Buyers of Rand have enjoyed the sell-off in the South African currency so far this year. Sellers on the other hand have displayed concern throughout the market as the South African economy embarks upon quite the first quarter of the decade. This shift in sentiment has been responsible for the change in price so far this year with the Rand yesterday trading at the cheapest level so far this year against both the Pound and US Dollar yesterday afternoon. The problem you might rightly suspect begins with Eskom, but it doesn’t end with the state-owner utility company.

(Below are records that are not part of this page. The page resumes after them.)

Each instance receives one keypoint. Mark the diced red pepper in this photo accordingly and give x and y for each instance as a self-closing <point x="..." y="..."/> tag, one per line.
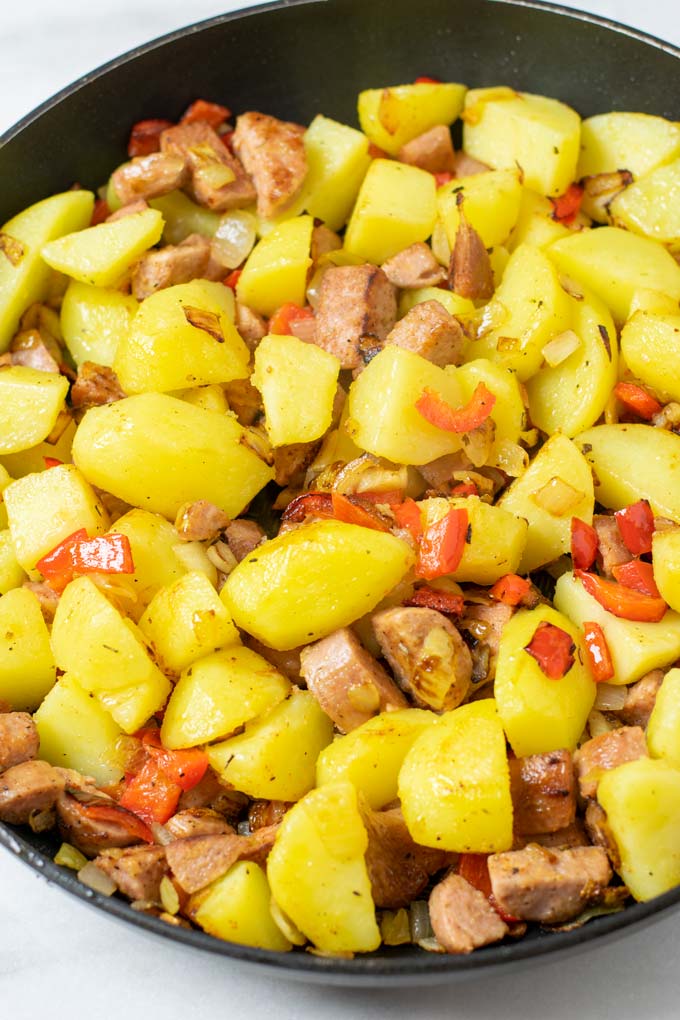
<point x="622" y="602"/>
<point x="201" y="109"/>
<point x="456" y="419"/>
<point x="442" y="545"/>
<point x="281" y="322"/>
<point x="443" y="602"/>
<point x="583" y="544"/>
<point x="599" y="658"/>
<point x="637" y="400"/>
<point x="636" y="524"/>
<point x="510" y="589"/>
<point x="553" y="649"/>
<point x="638" y="575"/>
<point x="566" y="207"/>
<point x="145" y="137"/>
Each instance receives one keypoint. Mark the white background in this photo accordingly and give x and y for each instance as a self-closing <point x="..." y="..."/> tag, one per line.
<point x="60" y="959"/>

The sell-off in the Rand in the past week or so is most likely the effect of position adjustment as we move towards the draft Eskom solution this week, budget speech next month (26th February), and Moody’s credit rating in the first week of March. Last week we learned the likely cost of load shedding in 2019. Estimated by the Council for Scientific and Industrial research at as high as R118 billion last year, the lights were switched off for a cumulative planned 530 hours in 2019. If that figure is correct it means that the single issue created by the failure of the state utility and its management is alone responsible for a puncture approximately 2.5% of the size of the entire economy. The cost per capita of Eskom’s failings last year alone therefore is over two thousand Rand. And what did each citizen get for their R2,000 bill? Less than nothing! Growth forecasts for South Africa are weak and if load shedding were to take place at a rate akin to 2015 this year, they could well turn negative plunging the economy into its second recession since 2018.

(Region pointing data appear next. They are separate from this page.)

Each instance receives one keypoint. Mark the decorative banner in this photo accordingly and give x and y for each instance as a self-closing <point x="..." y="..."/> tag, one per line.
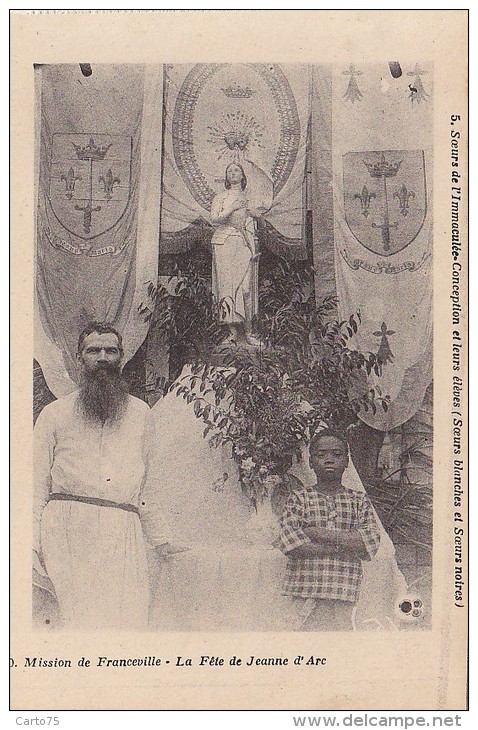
<point x="385" y="198"/>
<point x="253" y="114"/>
<point x="382" y="176"/>
<point x="99" y="187"/>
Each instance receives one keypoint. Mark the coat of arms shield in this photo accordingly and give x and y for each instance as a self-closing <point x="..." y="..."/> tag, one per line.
<point x="385" y="198"/>
<point x="90" y="181"/>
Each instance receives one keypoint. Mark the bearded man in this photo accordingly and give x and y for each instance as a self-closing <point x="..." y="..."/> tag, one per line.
<point x="92" y="498"/>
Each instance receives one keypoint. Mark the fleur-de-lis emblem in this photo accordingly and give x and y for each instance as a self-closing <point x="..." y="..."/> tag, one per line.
<point x="404" y="196"/>
<point x="70" y="180"/>
<point x="109" y="181"/>
<point x="384" y="353"/>
<point x="365" y="198"/>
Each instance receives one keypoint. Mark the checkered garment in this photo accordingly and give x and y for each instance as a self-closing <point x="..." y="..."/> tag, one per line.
<point x="331" y="577"/>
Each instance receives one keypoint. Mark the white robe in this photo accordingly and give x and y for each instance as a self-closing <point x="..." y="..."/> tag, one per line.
<point x="95" y="556"/>
<point x="231" y="578"/>
<point x="234" y="269"/>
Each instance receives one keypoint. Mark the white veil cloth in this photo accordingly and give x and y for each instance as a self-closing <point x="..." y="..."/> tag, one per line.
<point x="230" y="578"/>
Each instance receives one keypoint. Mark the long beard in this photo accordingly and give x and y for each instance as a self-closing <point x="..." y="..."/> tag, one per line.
<point x="103" y="395"/>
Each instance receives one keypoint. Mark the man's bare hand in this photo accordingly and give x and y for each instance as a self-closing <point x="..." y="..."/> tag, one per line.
<point x="37" y="565"/>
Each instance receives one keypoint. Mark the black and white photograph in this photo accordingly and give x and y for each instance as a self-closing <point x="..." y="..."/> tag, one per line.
<point x="233" y="347"/>
<point x="239" y="332"/>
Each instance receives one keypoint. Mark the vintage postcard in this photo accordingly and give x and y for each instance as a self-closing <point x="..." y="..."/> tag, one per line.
<point x="239" y="287"/>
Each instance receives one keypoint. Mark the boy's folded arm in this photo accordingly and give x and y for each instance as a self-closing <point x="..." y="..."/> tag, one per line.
<point x="309" y="550"/>
<point x="339" y="541"/>
<point x="368" y="529"/>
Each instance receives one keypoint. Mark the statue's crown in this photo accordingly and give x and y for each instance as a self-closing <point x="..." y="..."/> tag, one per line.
<point x="383" y="168"/>
<point x="91" y="151"/>
<point x="235" y="91"/>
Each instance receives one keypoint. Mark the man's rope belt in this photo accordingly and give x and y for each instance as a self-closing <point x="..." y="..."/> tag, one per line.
<point x="60" y="496"/>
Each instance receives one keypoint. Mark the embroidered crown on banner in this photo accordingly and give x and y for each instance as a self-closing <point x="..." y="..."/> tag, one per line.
<point x="383" y="168"/>
<point x="91" y="151"/>
<point x="234" y="91"/>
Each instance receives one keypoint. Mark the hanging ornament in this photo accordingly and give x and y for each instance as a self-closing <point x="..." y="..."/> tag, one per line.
<point x="353" y="92"/>
<point x="416" y="91"/>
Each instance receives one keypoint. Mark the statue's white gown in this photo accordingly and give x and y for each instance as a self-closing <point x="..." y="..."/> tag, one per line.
<point x="231" y="577"/>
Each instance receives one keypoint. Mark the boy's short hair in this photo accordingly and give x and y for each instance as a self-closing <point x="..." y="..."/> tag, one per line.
<point x="328" y="433"/>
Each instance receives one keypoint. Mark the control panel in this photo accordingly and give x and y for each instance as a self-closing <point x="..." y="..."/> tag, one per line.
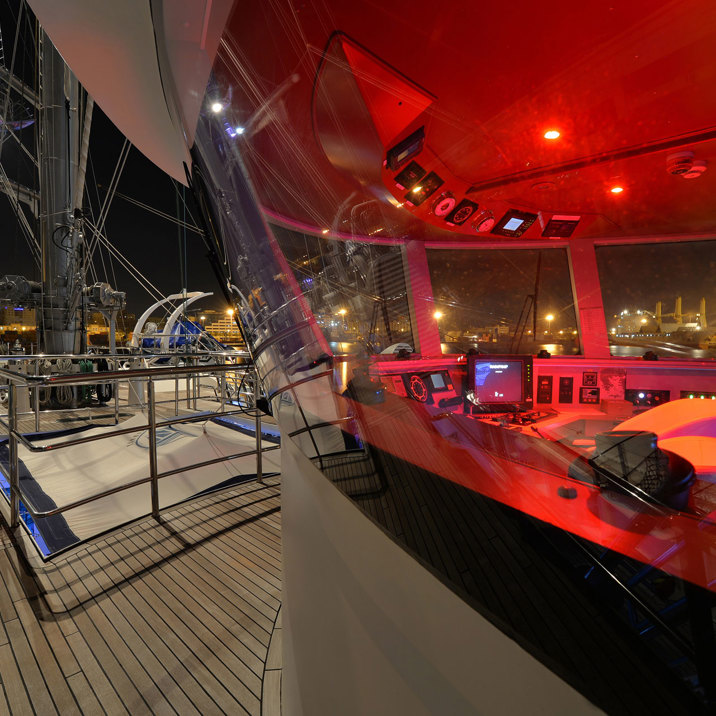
<point x="647" y="397"/>
<point x="698" y="394"/>
<point x="589" y="396"/>
<point x="544" y="389"/>
<point x="566" y="389"/>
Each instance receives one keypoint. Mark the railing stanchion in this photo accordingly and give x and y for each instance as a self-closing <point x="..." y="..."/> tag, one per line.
<point x="259" y="454"/>
<point x="116" y="395"/>
<point x="12" y="448"/>
<point x="154" y="484"/>
<point x="37" y="398"/>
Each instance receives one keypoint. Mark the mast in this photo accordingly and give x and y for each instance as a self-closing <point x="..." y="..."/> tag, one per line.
<point x="59" y="326"/>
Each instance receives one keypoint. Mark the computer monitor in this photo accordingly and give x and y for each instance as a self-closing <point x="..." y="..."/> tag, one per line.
<point x="496" y="379"/>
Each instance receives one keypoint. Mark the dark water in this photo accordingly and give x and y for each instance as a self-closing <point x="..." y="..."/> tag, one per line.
<point x="662" y="349"/>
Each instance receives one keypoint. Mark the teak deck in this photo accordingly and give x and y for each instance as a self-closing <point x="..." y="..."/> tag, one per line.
<point x="176" y="616"/>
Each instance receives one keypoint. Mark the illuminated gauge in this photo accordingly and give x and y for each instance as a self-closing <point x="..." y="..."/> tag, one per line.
<point x="444" y="204"/>
<point x="484" y="222"/>
<point x="418" y="389"/>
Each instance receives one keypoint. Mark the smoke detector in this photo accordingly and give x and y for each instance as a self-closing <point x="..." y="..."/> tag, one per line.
<point x="697" y="169"/>
<point x="683" y="164"/>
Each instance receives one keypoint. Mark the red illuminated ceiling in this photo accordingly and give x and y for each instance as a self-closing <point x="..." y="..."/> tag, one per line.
<point x="627" y="84"/>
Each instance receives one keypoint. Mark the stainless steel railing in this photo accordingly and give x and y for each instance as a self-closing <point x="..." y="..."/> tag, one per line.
<point x="229" y="378"/>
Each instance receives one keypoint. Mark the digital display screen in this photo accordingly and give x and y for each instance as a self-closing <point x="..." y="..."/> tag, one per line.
<point x="409" y="147"/>
<point x="497" y="380"/>
<point x="410" y="176"/>
<point x="514" y="224"/>
<point x="425" y="188"/>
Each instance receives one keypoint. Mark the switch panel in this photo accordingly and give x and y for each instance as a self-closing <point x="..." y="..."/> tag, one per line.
<point x="566" y="389"/>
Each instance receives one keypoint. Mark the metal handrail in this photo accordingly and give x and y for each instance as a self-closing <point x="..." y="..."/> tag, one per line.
<point x="17" y="381"/>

In accordance with President Cyril Ramaphosa’s announcement last year, we had expected Eskom’s CEO Andre de Ruyter to announce his plan to split up the energy provider into three separate legal entities each responsible for generation, transmission and distribution respectively. On Sunday, he cautioned against rushing the division of responsibilities announcing his concern that a sudden separation could provoke lenders to constrain credit and cash even faster. The market sensed division between political and executive leadership in South Africa and, fearing another potential delay to the emergence of a holistic plan, sold the domestic currency.
Finance Minister Tito Mboweni will deliver his budget speech to the nation with the world watching in one months’ time. The cash allocated and commitments made to the provider responsible for 90% of South Africa’s energy provision will set the stage for Moody’s ratings agency to decide once again if domestic debt is worthy of an ‘investment grade’ stamp or should be classed rather fondly as ‘junk’.